Note that I am no bee lover per se. Yes, I still run away when the furry creature flies my way; but in a different light, I realize that these creatures mean more to the environment than we thought. Other than the honey bees, who hold a monetary value, mud bees, bumblebees, and all the other species face extinction.
Bees face a phenomenon called Colony Collapse Disorder (CCD), in which most of the worker bees in a colony suddenly disappear and never return, leaving behind a few nurse bees, immature bees, and the queen, causing the entire colony to perish. Certain factors that may cause CCD include pathogens, loss of habitat, stress and dangerous pesticides.
New diseases such as Israeli Acute Paralysis Virus (IAPV) and the gut parasite Nosema can also play a role in CCD. Colony Collapse Disorder can also occur from pesticides in agriculture, pathogens and diseases in beehives, environmental stress, and loss of territory. Beekeepers and entomologists know that pesticides, pathogens, and diseases negatively impact bee populations around the world, causing a significant decrease of bees each year.
Therefore, no single pathogen can severely affect the current number of worker bees abandoning their hives and leaving them to die. With technology and society becoming more advanced and growing rapidly each day, the number of stress bees experience due to their living environments are astonishing. With all these factors combined, it has caused many hives to collapse around the world. As the bee populations continue to decline, a greater threat looms over global agriculture as 33% of the food we eat is only available because of pollinators like bees.
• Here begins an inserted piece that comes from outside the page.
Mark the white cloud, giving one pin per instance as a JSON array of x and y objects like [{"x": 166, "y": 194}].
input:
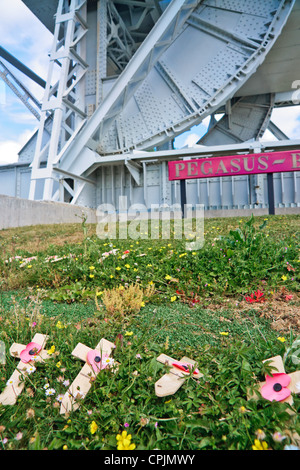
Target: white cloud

This is where BWC’s community bee garden hopes to help. Humans are beginning to take over more natural land through urban development and farming. Monocultures increase production to feed the unceasing human population, however, these plants do not need pollinators like bees in order to reproduce since they depend on the wind. This makes bees useless and unable to find food, as a result, many of them die.
Turning a backyard into a bee-friendly garden or planting small flower gardens on rooftops of buildings can give bees a place to pollinate and find food. Having a small garden with plenty of flowers in your backyard helps bee colonies more than farmland does. Moreover, one of the largest threats to bees is the lack of safe habitats. By planting a bee garden, you create a safe place for bees to build their homes while finding a variety of nutritious food sources from the plants that are rich in pollen and nectar.
My passion to enact change in areas the community needs to pay attention to has allowed me to inspire others to do the same. During January of 2020, the Buzzing with the Community project was merely a dream to me, a ‘bee vision’. However, by March, I gained the favour of Neighborhood Small Grants and had my project funded. From there, I began recruiting and soon enough the BWC team was created. The creation of the project included months of planning and the road ahead of BWC is still long and winding.